Entering edit mode
6 months ago
ashkan
▴
160
I am trying to convert transcript ID
(which is one column in my csv
file) to gene symbol
using Biomart
(for all rows and do not mind to have each gene symbol multiple times) using the following few lines:
library(biomaRt)
ensembl <- useEnsembl(biomart = "genes", dataset = "hsapiens_gene_ensembl")
data <- read.csv2('abundance.tsv', sep='\t')
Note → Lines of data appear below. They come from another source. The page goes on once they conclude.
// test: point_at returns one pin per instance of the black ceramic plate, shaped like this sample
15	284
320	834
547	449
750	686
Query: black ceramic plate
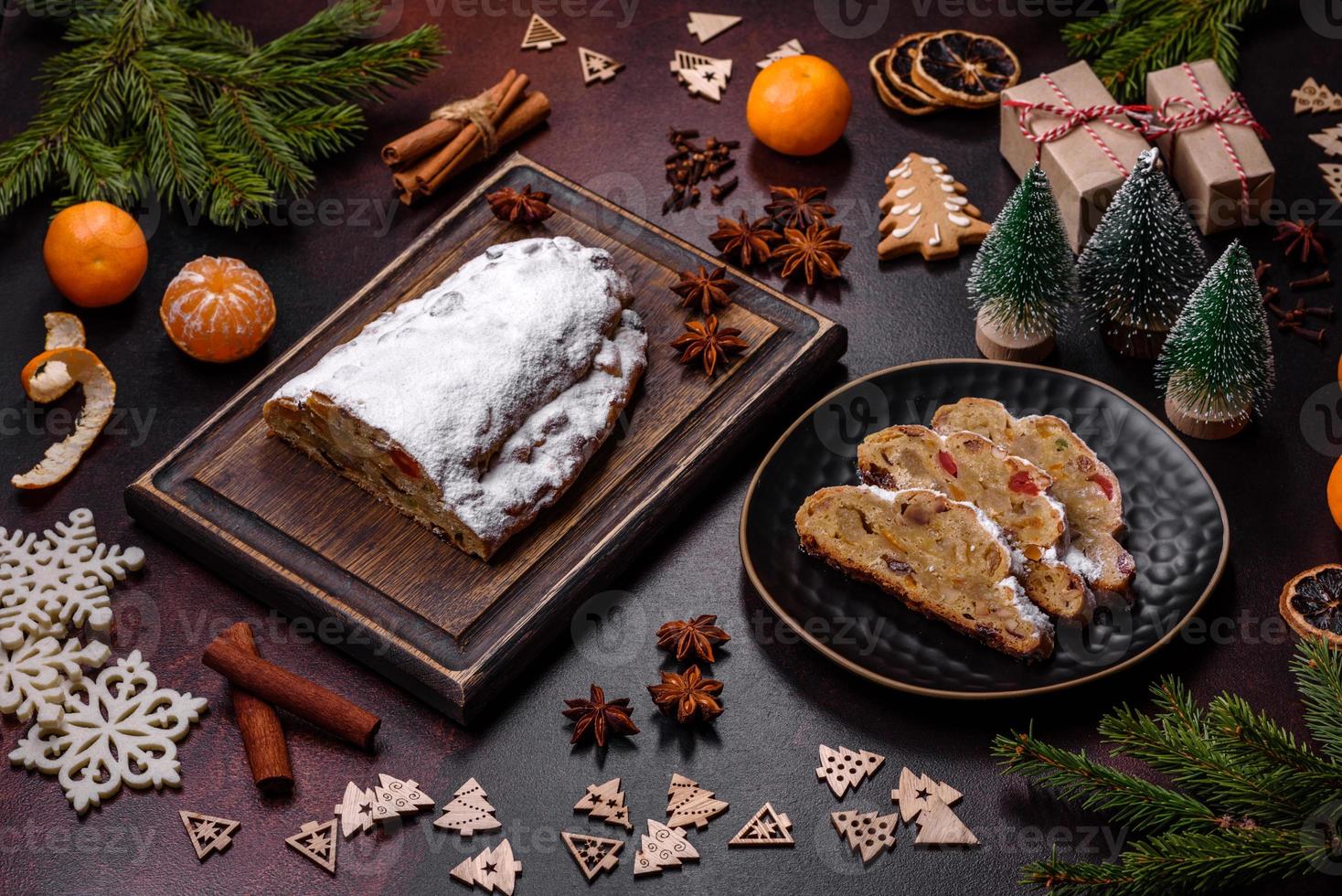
1176	531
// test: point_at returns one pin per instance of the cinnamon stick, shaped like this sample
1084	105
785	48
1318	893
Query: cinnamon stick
306	699
474	138
263	738
421	141
533	111
441	158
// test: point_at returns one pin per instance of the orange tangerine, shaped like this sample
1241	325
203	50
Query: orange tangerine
218	309
799	106
95	254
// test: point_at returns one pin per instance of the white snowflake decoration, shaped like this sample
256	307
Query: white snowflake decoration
118	730
59	580
37	677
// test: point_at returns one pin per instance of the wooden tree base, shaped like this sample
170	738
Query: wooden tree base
1200	425
1006	347
1134	342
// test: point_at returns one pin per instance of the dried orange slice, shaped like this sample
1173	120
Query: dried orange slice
218	309
898	69
1311	603
964	69
63	332
80	365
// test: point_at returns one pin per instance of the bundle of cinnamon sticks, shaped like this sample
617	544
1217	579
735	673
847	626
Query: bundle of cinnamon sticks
463	133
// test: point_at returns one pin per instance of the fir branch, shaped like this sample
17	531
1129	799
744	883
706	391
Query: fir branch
154	92
156	95
364	72
318	132
1180	752
1072	775
1140	37
1318	677
320	37
1261	744
1239	757
243	125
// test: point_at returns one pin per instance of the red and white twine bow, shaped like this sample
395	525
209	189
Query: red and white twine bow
1072	117
1233	111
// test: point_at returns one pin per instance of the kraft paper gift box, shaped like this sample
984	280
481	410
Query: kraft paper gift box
1089	163
1198	158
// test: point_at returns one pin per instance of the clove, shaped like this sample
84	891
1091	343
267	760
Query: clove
1310	282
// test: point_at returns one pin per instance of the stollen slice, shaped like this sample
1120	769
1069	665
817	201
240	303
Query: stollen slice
1012	491
943	559
1086	487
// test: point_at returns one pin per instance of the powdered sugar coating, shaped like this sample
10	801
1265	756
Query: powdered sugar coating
555	443
455	372
501	381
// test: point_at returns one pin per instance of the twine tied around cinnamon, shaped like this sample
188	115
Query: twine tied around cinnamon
1233	111
474	111
1072	117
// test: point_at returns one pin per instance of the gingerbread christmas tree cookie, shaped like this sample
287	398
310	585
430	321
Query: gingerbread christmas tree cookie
926	212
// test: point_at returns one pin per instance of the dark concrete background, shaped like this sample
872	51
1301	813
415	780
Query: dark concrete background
783	699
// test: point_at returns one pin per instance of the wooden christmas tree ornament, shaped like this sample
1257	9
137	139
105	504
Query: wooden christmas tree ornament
688	804
940	827
845	769
706	26
597	66
868	833
766	827
605	803
1333	177
1330	140
469	812
208	835
410	789
912	792
593	855
492	869
388	804
1313	97
541	35
355	810
1000	345
662	847
702	75
315	841
791	48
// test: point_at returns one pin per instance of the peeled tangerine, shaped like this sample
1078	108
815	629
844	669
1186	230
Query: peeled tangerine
218	309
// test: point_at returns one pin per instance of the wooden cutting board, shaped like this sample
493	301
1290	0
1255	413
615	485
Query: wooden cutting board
444	625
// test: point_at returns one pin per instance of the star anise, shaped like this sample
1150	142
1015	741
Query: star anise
1305	239
815	250
600	718
691	636
748	240
705	341
527	207
687	695
705	289
799	206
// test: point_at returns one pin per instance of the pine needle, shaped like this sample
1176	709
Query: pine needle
1140	37
158	95
1258	812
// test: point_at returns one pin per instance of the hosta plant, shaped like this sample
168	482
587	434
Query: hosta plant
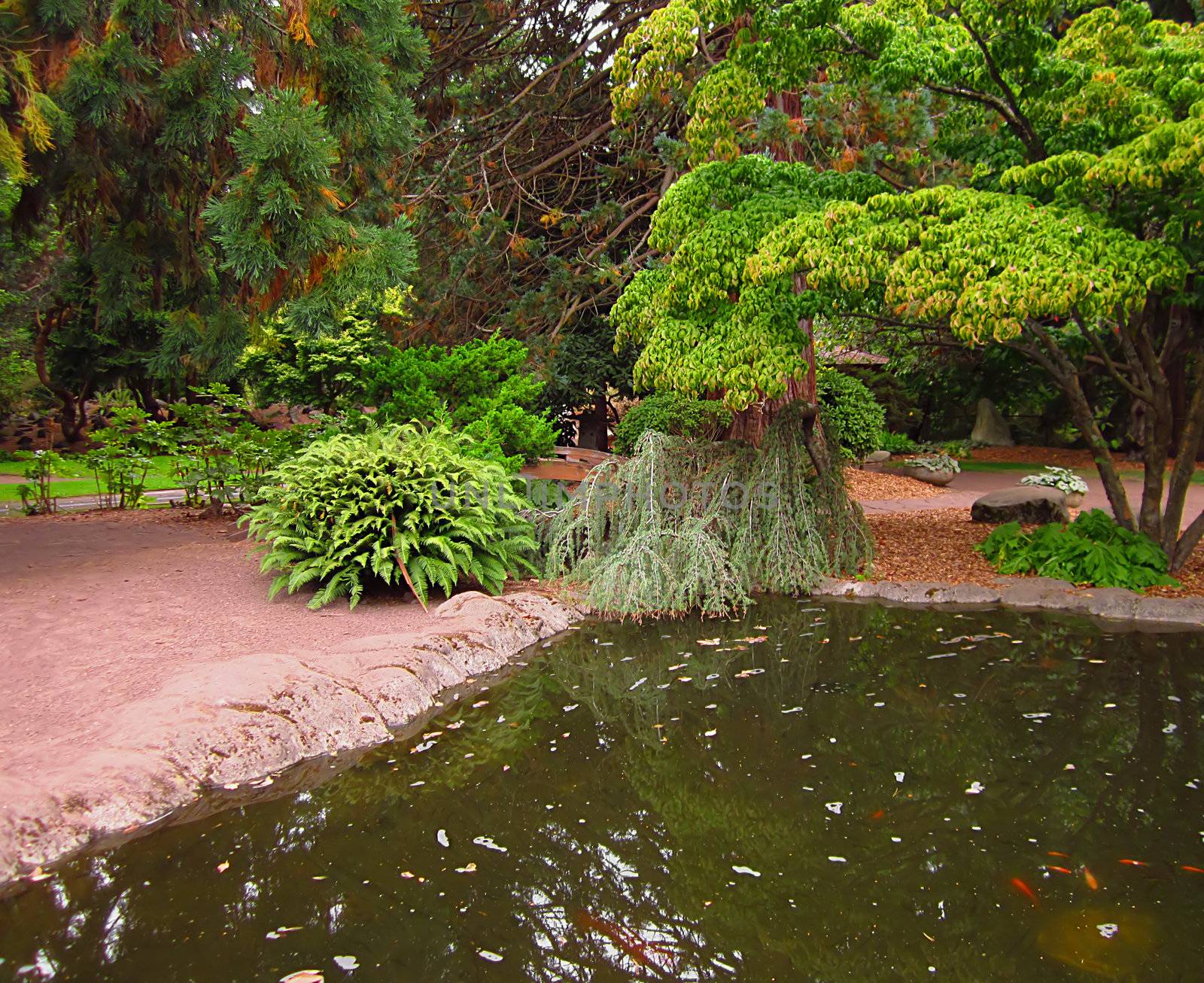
1063	479
942	463
403	505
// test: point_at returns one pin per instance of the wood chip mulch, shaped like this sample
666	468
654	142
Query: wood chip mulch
884	485
938	545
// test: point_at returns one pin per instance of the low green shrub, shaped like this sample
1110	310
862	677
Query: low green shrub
673	415
397	504
1093	549
485	387
1063	479
897	443
852	412
941	463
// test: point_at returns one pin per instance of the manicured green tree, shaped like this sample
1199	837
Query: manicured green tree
1079	246
210	163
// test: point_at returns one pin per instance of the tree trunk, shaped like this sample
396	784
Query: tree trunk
71	419
593	425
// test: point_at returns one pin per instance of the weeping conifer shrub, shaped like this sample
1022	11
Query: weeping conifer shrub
399	504
686	525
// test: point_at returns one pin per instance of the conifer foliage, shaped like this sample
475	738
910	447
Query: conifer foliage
210	163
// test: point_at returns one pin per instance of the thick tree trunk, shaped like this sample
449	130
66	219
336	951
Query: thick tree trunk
71	418
593	425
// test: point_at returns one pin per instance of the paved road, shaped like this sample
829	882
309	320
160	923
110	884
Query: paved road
969	485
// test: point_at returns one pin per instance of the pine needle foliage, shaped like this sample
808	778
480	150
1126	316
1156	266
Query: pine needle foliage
385	504
686	525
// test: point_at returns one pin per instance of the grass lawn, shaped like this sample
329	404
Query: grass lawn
74	477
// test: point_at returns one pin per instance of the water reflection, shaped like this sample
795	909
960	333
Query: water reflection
816	792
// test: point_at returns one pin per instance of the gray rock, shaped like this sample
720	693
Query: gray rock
1021	504
990	428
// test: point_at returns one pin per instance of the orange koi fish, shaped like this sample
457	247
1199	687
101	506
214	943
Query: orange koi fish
1020	886
650	954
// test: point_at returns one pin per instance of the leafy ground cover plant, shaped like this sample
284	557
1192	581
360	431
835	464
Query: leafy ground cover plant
1063	479
673	415
1093	549
897	443
400	505
942	463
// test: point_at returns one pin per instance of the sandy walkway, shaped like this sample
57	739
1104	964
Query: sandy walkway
140	660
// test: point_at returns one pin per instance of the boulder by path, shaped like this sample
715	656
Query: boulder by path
1023	504
990	428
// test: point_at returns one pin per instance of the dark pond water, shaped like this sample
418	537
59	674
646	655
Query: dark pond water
819	792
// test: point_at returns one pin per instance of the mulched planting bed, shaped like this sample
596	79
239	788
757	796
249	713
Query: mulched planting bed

transcript_ids <- as.character(data$target_id)
result <- getBM(
attributes = c("ensembl_transcript_id", "ensembl_gene_id","hgnc_symbol"),
filters = "ensembl_transcript_id",
values = transcript_ids,
mart = ensembl
)
the last part with getBM
returned:
[1] ensembl_transcript_id ensembl_gene_id hgnc_symbol
<0 rows> (or 0-length row.names)
to check what the problem is I started with:
transcript_ids <- as.character(data$target_id)
print(transcript_ids)
the results are transcript IDs. then checked the next step to ensure that the connection to BioMart
is successful. to test it I did the following :
test_result <- getBM(
attributes = c("ensembl_transcript_id", "ensembl_gene_id", "hgnc_symbol"),
filters = "ensembl_transcript_id",
values = "ENST00000489730",
mart = ensembl
)
and here is the results:
ensembl_transcript_id ensembl_gene_id hgnc_symbol
1 ENST00000489730 ENSG00000069812 HES2
so it was fine. then I checked retrieving and merging the data using the following:
result <- getBM(
attributes = c("ensembl_transcript_id", "ensembl_gene_id", "hgnc_symbol"),
filters = "ensembl_transcript_id",
values = transcript_ids,
mart = ensembl
)
and I got this:
[1] ensembl_transcript_id ensembl_gene_id hgnc_symbol
<0 rows> (or 0-length row.names)
Do you know how to fix the problem?
Honestly, why the overhead with biomart? Get a GTF file that matches your annotations, and just do a left join with your transcript IDs, it's quite trivial actually. If you post a few example lines of transcripts and which annotations were used I can suggest code if you want.. Do you even need transcript-level annotations? Or do you want gene level counts? Consider using the tximport package if so.